Let's get going: London wants to get on with Brexit
Last week the British government launched a campaign to prepare the public for the final farewell to the EU. Six months before the end of the transition period, the campaign aims to provide businesses and individuals with information on how they should behave after Britain's withdrawal from the European single market. Commentators accuse London of inadequate planning.
Government needs to provide clarity
The campaign message is absurdly positive in view of the uncertainty about what the future holds, The Herald criticises:
“We are less than six months away from the end of the transition period and households and businesses have very little idea of what the future relationship between the UK and EU is going to look like. This is not because they have not been paying attention. It is because the UK Government does not yet know. ... Why should anyone, businesses or households, be expected to prepare for a wide range of possible outcomes because the UK Government has got us into a position where no-one has any clear idea of which particular scenario will be the one which becomes reality after the transition period ends?”

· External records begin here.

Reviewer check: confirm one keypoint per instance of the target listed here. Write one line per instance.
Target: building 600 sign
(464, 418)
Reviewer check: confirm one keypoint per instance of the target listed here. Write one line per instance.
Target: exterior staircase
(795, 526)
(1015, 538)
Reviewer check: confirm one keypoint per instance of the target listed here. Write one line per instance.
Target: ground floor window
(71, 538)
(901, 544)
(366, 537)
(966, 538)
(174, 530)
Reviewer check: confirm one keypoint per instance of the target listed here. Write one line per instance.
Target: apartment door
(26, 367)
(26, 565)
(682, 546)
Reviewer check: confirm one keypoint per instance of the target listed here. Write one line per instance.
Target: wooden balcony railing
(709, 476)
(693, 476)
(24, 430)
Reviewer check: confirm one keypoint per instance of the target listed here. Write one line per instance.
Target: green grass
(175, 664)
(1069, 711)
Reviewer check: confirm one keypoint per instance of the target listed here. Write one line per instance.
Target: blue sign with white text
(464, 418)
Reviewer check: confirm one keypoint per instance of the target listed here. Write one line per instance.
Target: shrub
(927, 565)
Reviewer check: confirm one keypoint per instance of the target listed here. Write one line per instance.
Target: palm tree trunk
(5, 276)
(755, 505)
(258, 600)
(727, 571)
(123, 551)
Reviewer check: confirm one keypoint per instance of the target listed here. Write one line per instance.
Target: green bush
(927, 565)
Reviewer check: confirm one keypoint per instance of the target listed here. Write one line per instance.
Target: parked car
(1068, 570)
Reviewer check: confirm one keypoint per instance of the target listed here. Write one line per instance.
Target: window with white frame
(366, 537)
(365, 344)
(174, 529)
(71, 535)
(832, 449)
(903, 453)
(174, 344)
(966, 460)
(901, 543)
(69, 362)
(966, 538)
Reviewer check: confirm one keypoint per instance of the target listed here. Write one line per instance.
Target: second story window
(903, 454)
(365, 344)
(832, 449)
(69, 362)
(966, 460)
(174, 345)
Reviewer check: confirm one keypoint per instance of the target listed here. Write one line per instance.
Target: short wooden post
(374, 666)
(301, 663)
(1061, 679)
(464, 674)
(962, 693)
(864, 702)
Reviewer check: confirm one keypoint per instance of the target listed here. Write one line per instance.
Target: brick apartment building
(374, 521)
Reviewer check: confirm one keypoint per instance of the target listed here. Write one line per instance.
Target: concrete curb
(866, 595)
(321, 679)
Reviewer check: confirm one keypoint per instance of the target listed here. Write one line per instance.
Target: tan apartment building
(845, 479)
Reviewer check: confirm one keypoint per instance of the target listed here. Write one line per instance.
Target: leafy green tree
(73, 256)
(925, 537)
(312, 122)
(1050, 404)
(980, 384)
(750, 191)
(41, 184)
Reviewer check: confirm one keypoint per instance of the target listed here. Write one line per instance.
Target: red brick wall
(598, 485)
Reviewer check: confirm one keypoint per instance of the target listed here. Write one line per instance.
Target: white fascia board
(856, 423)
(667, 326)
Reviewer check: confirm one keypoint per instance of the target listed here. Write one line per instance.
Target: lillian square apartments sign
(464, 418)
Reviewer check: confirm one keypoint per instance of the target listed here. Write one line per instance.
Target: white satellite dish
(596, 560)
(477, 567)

Britain acting as if nothing were happening
Britain still doesn't seem to realise that Brexit is just around the corner, The Irish Times observes:
“The slogan for the new campaign is 'let's get going'. That is what you say to children pretending to be sick because they don't feel like school. Given that Brexit is officially the dawn of a new golden age, why does Johnson's Vote Leave regime implicitly accept that a reluctant populace has to be chivvied, not even into embracing this glorious future, but merely into accepting that Brexit is actually happening? ... It is as if there are two Britains, one in which Brexit is the greatest national project for almost half a century and one in which it is not really happening at all.”